PCl3 + Cl2 = PCl5 Kc=26 @ 250 degree Celcius
1.0 mol of PCl3 , 1.0 mol of Cl2 , and 5.0 mol of PCl5 are placed in a 10.0L flask at 250 C and allowed to come to equilibrium. What is the concentration, in M,of cl2 of at equilibrium?
Choose one answer.
a. 3.4
b. 0.19
c. 0.16
d. 0.13
e. 0.20
PCl3 + Cl2 ==> PCl5
(PCl3) = 1.0 mol/10.0 L = xx M
(Cl2) = 1.0 mol/10.0 L = yy M
(PCl5) = 5.0 mol/10.0 L = zz M
First determine the reaction quotient, compare it with Keq, and determine which way the reaction will move to reach equilibrium. Then set up an ICE chart, substitute into the Keq expression, and solve for the unknown; use that to calculate each individual concn. I think the reaction will move to the left and I did a quickie calculation (but you should confirm it because I may have made a mistake in my quickie) and I'm looking at 0.13 M for the answer.

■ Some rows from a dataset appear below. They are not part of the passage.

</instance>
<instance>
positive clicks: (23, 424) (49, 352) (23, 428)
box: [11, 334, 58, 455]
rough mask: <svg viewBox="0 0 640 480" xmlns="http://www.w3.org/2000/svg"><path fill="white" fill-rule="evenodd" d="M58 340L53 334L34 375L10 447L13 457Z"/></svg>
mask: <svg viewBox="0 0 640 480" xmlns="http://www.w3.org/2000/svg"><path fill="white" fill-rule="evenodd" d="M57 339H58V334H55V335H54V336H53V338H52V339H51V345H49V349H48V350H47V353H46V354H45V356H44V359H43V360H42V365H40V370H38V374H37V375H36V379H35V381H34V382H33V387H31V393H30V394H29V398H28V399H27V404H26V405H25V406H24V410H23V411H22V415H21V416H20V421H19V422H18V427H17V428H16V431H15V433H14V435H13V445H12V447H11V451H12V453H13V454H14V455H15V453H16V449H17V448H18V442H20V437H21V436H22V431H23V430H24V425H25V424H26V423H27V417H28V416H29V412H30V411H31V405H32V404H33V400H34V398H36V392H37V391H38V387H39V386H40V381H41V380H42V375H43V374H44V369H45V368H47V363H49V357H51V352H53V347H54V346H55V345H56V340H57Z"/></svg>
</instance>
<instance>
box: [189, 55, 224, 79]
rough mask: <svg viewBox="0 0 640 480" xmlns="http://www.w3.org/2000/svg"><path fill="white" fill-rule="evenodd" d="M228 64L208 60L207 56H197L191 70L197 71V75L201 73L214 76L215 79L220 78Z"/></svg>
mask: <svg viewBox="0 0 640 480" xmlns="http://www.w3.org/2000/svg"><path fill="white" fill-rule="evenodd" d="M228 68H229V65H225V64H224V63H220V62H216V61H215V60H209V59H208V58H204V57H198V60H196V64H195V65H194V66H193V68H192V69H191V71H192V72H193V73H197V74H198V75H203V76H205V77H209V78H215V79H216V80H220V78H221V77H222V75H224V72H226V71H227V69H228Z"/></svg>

If you will go to the original post, I saw there how you had worked the problem and I commented on where your error(s) were.
To solve this question, we need to use the equilibrium constant expression (Kc) and the stoichiometry of the balanced chemical equation. Here's how you can get the answer:
1. Start with the balanced chemical equation:
PCl3 + Cl2 -> PCl5
2. Write the expression for the equilibrium constant (Kc):
Kc = [PCl5] / ([PCl3] * [Cl2])
3. Substitute the given value of Kc (Kc = 26) into the expression:
26 = [PCl5] / ([PCl3] * [Cl2])
4. Since the initial amounts of PCl3, Cl2, and PCl5 are given as 1.0 mol, 1.0 mol, and 5.0 mol respectively, and the volume of the flask is 10.0 L, we can calculate the initial concentrations of PCl3, Cl2, and PCl5:
[PCl3] = 1.0 mol / 10.0 L = 0.10 M
[Cl2] = 1.0 mol / 10.0 L = 0.10 M
[PCl5] = 5.0 mol / 10.0 L = 0.50 M
5. Substitute these values into the equilibrium constant expression:
26 = 0.50 / (0.10 * [Cl2])
6. Rearrange the equation to solve for [Cl2]:
[Cl2] = 0.50 / (0.10 * 26) = 0.19 M
Therefore, the concentration of Cl2 at equilibrium is 0.19 M. So, the correct answer is option b.